ColdFusion doesn't preserve the order in which elements were assigned to the structure.
This gives a problem when, in my particular case, I need to create a SOAP envelope from this structure and the receiver needs to data in the envelope in a particular order.
Starting from ColdFusion 2016 and higher, there is a "type" option in the StructNew() method where you can specify "Ordered". Unfortunately, I'm still on CF9.02...
For example (in CF9):
<cfscript>
myStruct=StructNew();
myStruct.one=StructNew();
myStruct.one.item1="Old Trafford";
myStruct.one.item2="Anfield";
myStruct.two=StructNew();
myStruct.two.item3="Stamford Bridge";
myStruct.two.item4="Villa Park";
myStruct.three=StructNew();
myStruct.three.item5="St James Park";
myStruct.three.item6="Emirates Stadium";
WriteDump(myStruct);
</cfscript>
Output:
{"ONE":{"ITEM2":"Anfield","ITEM1":"Old Trafford"},"THREE":{"ITEM6":"Emirates Stadium","ITEM5":"St James Park"},"TWO":{"ITEM4":"Villa Park","ITEM3":"Stamford Bridge"}}
As you can see, the order is scrambled.
A second problem is the UPPERCASE. All the items are transformed to uppercase...

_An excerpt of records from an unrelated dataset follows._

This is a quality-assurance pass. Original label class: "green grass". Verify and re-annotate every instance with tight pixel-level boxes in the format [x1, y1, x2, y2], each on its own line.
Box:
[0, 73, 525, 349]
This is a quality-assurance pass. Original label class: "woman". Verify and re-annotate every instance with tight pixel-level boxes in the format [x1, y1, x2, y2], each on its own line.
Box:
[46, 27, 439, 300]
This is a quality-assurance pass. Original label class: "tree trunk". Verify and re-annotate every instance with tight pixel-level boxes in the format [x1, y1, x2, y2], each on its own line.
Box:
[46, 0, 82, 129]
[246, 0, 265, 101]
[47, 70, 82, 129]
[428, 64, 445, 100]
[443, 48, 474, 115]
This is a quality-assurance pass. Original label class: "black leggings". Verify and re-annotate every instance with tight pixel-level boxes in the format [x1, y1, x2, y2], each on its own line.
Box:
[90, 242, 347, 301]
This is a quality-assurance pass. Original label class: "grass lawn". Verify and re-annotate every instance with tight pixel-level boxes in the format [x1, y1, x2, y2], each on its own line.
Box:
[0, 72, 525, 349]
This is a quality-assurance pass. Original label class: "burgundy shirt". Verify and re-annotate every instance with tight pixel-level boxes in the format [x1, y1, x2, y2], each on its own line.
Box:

This is a problem for a SOAP envelope, because it is case sensitive.
Order.
The solution is to use a java LinkedHashMap which can be used just like a structure in ColdFusion.
So, I just need to replace
StructNew();
with: createObject("java", "java.util.LinkedHashMap").init();
Uppercase:
Assign/address them though their string name. This will preserve the case.
So, the example becomes:
<cfscript>
myStruct=createObject("java", "java.util.LinkedHashMap").init();
myStruct['one']=createObject("java", "java.util.LinkedHashMap").init();
myStruct['one']['item1']="Old Trafford";
myStruct['one']['item2']="Anfield";
myStruct['two']=createObject("java", "java.util.LinkedHashMap").init();
myStruct['two']['item3']="Stamford Bridge";
myStruct['two']['item4']="Villa Park";
myStruct['three']=createObject("java", "java.util.LinkedHashMap").init();
myStruct['three']['item5']="St James Park";
myStruct['three']['item6']="Emirates Stadium";
WriteDump(SerializeJSON(myStruct));
</cfscript>
Output:
{"one":{"item1":"Old Trafford","item2":"Anfield"},"two":{"item3":"Stamford Bridge","item4":"Villa Park"},"three":{"item5":"St James Park","item6":"Emirates Stadium"}}
Nicely ordered and case preserved!
This is exactly how we retained key order using ColdFusion 8. Please note that if you serialize the data using JSON or WDDX, it will retain the order, but deserializing will ignore it. (If key order is important when deserializing, consider adding an array prior to serialization that contains the specific order of the keys.)
Thanks for the heads-up concerning deserialization! This was just used for the example here, I'm transforming the struct to a XML (kind off, SOAP envelope) in my application.